I have the following Python test code (the arguments to ALS.train
are defined elsewhere):
r1 = (2, 1)
r2 = (3, 1)
test = sc.parallelize([r1, r2])
model = ALS.train(ratings, rank, numIter, lmbda)
predictions = model.predictAll(test)
print test.take(1)
print predictions.count()
print predictions
Which works, because it has a count of 1 against the predictions variable and outputs:
[(2, 1)]
1
ParallelCollectionRDD[2691] at parallelize at PythonRDD.scala:423
However, when I try and use an RDD
I created myself using the following code, it doesn't appear to work anymore:
model = ALS.train(ratings, rank, numIter, lmbda)
validation_data = validation.map(lambda xs: tuple(int(x) for x in xs))
predictions = model.predictAll(validation_data)
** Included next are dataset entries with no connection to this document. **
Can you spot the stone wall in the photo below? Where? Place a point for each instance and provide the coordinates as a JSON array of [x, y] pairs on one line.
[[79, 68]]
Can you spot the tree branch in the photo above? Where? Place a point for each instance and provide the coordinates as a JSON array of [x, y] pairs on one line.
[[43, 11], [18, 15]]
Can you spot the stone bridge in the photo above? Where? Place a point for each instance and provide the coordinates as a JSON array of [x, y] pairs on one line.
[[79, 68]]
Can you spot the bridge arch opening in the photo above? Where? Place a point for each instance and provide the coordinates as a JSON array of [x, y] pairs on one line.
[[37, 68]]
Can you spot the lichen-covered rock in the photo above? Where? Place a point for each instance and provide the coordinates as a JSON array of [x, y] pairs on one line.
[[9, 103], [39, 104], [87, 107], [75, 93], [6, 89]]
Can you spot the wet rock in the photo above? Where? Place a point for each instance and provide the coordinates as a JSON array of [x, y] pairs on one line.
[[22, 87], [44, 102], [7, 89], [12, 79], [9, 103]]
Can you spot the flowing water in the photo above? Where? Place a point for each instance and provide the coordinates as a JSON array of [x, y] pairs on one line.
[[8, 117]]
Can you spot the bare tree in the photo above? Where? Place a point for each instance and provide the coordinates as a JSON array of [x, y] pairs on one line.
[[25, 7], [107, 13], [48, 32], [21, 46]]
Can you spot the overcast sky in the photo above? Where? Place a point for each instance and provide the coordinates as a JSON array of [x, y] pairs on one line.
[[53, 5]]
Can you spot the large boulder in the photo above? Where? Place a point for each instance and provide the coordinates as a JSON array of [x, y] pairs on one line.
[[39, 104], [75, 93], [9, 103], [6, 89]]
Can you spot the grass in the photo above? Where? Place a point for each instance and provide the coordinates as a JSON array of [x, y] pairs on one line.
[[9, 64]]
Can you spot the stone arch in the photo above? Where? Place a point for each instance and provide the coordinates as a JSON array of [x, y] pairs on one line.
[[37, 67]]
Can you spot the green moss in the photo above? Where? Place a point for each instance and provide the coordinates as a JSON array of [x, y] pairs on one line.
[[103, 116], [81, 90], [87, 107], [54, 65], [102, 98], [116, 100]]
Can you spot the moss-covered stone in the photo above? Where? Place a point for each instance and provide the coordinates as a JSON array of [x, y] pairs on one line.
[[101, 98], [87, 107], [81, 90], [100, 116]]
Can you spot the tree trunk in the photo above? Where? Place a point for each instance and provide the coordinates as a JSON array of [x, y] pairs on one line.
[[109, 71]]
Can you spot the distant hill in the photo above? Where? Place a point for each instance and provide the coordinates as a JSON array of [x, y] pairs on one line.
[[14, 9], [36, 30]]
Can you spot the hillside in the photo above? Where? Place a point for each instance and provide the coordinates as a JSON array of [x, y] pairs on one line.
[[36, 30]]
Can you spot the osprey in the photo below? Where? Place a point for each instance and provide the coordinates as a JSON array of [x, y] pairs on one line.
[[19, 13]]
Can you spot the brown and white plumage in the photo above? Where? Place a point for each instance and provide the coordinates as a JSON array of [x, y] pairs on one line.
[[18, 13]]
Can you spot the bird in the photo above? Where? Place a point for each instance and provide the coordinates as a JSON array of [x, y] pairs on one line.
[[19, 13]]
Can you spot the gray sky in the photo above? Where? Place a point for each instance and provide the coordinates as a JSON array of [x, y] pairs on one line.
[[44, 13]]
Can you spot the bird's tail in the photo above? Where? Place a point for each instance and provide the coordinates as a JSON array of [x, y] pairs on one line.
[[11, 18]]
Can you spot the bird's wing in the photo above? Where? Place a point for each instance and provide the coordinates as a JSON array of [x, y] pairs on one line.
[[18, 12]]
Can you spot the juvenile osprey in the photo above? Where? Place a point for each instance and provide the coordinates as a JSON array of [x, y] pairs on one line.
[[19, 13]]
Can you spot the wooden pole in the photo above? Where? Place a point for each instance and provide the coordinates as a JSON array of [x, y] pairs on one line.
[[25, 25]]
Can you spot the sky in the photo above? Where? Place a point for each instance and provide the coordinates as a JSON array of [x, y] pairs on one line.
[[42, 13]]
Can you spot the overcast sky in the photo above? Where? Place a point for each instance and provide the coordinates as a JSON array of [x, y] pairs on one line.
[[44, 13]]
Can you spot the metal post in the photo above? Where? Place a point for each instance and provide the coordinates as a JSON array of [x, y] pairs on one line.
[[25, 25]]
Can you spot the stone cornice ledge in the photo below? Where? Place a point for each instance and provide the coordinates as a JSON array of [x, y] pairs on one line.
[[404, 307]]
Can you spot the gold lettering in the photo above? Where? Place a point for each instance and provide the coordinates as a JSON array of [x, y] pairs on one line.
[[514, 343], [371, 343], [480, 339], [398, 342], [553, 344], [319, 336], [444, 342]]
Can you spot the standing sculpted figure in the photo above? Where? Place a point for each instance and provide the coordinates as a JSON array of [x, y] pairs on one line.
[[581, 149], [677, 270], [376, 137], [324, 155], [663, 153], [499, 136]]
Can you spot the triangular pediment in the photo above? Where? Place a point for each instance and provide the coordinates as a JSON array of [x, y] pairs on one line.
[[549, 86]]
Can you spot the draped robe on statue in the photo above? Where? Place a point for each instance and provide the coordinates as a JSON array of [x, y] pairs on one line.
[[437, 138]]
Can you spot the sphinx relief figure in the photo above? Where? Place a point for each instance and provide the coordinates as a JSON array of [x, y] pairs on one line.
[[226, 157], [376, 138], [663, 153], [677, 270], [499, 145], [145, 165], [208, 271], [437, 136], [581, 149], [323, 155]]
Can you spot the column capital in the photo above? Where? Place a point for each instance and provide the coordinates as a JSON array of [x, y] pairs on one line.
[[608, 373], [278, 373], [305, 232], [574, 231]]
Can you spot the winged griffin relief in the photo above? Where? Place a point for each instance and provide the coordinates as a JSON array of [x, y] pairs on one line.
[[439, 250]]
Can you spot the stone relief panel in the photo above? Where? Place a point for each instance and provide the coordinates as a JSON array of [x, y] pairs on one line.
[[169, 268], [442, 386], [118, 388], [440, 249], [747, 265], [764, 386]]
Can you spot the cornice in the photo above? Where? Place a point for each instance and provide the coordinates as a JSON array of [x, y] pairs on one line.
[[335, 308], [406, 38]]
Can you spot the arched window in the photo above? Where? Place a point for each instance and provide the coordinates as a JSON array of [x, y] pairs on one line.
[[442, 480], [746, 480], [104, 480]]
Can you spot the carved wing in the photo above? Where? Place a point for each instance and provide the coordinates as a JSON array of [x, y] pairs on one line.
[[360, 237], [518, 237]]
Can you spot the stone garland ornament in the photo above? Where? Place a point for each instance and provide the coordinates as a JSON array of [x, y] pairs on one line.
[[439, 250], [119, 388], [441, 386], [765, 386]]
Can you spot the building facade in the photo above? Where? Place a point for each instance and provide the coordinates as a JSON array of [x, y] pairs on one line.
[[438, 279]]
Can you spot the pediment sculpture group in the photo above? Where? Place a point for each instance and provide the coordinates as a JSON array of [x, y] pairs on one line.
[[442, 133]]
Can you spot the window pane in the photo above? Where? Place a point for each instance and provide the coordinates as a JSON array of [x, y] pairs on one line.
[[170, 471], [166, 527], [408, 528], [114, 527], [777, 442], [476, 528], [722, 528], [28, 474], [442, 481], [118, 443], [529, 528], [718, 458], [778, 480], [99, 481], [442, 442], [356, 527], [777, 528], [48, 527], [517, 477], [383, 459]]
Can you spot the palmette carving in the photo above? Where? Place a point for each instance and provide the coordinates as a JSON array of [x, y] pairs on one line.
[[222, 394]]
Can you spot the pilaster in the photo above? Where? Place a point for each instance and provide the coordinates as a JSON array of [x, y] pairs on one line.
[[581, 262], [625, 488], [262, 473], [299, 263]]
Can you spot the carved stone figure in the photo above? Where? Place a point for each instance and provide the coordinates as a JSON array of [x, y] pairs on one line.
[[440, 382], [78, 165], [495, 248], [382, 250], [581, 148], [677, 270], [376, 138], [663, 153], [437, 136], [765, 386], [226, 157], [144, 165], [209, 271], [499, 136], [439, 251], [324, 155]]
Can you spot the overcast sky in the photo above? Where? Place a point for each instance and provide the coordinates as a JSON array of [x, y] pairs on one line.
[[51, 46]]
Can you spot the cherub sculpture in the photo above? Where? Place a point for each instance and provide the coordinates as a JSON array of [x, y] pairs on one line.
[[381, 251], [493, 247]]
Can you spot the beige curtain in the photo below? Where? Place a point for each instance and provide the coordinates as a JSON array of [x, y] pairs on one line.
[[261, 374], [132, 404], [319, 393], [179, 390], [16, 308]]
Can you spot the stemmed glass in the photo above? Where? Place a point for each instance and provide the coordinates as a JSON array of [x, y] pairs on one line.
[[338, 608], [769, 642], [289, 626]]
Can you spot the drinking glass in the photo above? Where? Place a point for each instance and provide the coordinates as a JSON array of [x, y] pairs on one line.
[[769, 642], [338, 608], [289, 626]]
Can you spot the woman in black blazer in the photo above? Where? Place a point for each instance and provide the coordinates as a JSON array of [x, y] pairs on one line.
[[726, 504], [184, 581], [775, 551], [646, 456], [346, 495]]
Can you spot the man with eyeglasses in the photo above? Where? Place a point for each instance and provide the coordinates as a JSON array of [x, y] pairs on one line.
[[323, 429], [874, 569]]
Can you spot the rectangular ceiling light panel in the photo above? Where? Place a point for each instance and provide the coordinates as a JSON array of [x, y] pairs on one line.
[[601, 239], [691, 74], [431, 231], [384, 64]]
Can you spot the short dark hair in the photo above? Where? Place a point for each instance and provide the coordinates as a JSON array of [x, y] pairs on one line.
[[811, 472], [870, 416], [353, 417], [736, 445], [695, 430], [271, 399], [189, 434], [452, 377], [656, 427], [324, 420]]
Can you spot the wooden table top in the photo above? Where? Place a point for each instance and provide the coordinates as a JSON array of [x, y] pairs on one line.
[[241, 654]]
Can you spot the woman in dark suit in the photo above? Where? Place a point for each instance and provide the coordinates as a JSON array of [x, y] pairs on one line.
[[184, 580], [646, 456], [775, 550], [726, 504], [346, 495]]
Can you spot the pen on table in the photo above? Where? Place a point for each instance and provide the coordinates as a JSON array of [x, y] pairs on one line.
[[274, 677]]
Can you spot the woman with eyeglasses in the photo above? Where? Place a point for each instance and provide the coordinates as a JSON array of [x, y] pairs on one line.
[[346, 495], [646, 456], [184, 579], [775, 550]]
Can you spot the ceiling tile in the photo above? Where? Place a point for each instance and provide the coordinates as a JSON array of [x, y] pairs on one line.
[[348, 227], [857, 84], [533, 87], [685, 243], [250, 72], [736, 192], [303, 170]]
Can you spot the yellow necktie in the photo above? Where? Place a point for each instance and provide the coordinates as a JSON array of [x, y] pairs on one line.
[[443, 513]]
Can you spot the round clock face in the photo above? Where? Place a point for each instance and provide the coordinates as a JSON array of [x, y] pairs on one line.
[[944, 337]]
print validation_data.take(1)
print predictions.count()
print validation_data
Which outputs:
[(61, 3864)]
0
PythonRDD[4018] at RDD at PythonRDD.scala:43
As you can see, predictAll
comes back empty when passed the mapped RDD
. The values going in are both of the same format. The only noticeable difference that I can see is that the first example uses parallelize and produces a ParallelCollectionRDD
whereas the second example just uses a map which produces a PythonRDD
. Does predictAll
only work if passed a certain type of RDD
? If so, is it possible to convert between RDD
types? I'm not sure how to get this working.